Think we'll ever see a return to more scripted shows?

#1
To be perfectly honest, the first decade of the new millenium has still been very much the decade of reality shows, with popular programs like Survivor creating a massive tidal wave, with many further reality shows to follow, and many fewer scripted television shows on TV.

As somebody who has never liked Reality television much, I keep hoping for a return to scripted shows. Do you ever see reality shows dying out, or at least shrinking in numbers?
 

BCF68

DTVUSA Member
#2
Nope. Reality shows are cheaper to make. And as long as viewers insit on illegally downloading shows from the internet commerical free then don't expect the networks to invest heavily in any show.
 
#4
There are far better ways to make money than producing scripted television programming.
Such as...?

I am assuming that you mean something other than reality television shows of course, but I would still like some examples for things that you would rather see more of instead of scripted television.
 

bicker

DTVUSA Member
#5
There are far better ways to make money than producing scripted television programming.
Such as...? I am assuming that you mean something other than reality television shows of course,
Why would you assume "something other than reality television shows"? I don't think you really believe what you seem to be saying there. I think you know that what BCF68 said is absolutely true, and that your statement, here, with regard to reality television, is really quite off-the-mark.

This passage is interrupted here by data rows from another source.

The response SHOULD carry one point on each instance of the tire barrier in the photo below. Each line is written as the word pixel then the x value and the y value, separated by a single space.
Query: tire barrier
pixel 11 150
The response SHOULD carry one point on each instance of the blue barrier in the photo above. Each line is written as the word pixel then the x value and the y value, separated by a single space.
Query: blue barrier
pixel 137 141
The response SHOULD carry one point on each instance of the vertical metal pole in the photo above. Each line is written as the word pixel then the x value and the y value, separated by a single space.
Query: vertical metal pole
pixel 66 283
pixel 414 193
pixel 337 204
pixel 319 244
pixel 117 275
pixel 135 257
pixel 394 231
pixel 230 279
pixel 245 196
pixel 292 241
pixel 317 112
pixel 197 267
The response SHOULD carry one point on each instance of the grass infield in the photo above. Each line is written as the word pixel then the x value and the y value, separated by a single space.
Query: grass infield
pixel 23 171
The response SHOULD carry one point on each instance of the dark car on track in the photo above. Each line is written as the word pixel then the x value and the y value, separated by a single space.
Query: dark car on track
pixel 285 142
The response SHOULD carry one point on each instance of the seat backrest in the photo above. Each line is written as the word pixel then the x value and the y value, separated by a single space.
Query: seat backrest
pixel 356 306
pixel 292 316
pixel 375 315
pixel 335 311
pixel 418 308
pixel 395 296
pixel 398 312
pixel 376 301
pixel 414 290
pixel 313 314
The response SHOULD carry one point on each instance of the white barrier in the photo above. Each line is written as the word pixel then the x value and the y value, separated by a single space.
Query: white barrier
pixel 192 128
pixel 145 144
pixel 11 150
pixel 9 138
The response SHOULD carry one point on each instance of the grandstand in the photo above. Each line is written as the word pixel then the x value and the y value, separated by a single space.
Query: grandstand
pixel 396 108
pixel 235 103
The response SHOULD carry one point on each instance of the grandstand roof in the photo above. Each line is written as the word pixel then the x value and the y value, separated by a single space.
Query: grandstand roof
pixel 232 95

Beyond that, there are myriad uses for capital that may end up, especially given the way things are going, being better ways to make money than producing scripted television programming: Feature films, direct-to-video, sports teams, theme parks, cruise ships -- and that's just if you limit your investments to the leisure consumer marketplace.

There are far better ways to make money than producing scripted television programming.
... I would still like some examples for things that you would rather see more of instead of scripted television.
Y'know, maybe the issue here is that you perhaps didn't read the message you replied to. Just as a test: Do you see, now, how your comment has absolutely nothing to do with the message you replied to?
 

Orrymain

, Blogger: Orry's Orations
#6
I hope we get back to scripted, but it's not going to happen until or unless the economy improves. The difference in production costs (including residuals) is huge.
 

bicker

DTVUSA Member
#7
The economy has improved, actually. Here in Massachusetts, for example, we are actually no longer in recession, and our economy is showing significant growth. I don't think, though, that an improving economy is going to make the difference. People are spreading their money out, over far more discretionary expenses than ever before. The more choices there are, the fewer people underwrite the costs of each individual choice, and therefore the less money there is to produce each individual choice. And I think scripted television will be harder hit than most any other diversion, since it is also now becoming subject to a lot of negative revenue pressures. Bad timing that both of these things are happening at the same time, because it'll end up resulting in a sharper and more durable decline in scripted television than otherwise.
 
#8
I fully understand that reality television shows are a lot cheaper to make than scripted television, but there are plenty of people (such as myself for instance) that do not like it, and they can repackage reality programs anyway that they want, and you are still going to have a good amount of folks who cannot get into it.
 

bicker

DTVUSA Member
#9
I fully understand that reality television shows are a lot cheaper to make than scripted television,
That's not the point we were making. How much it costs to make something, by itself, is utterly irrelevant in business. What matters is how much profit making it affords the producer. And the point we were making was that increasingly other alternatives (like reality television) that are exceeding scripted programming in terms of how much profit making that alternative affords the producer. Reality television does seem to be a high-flier, today; maybe that will continue, maybe not; but there are other alternatives that may also provide superior returns.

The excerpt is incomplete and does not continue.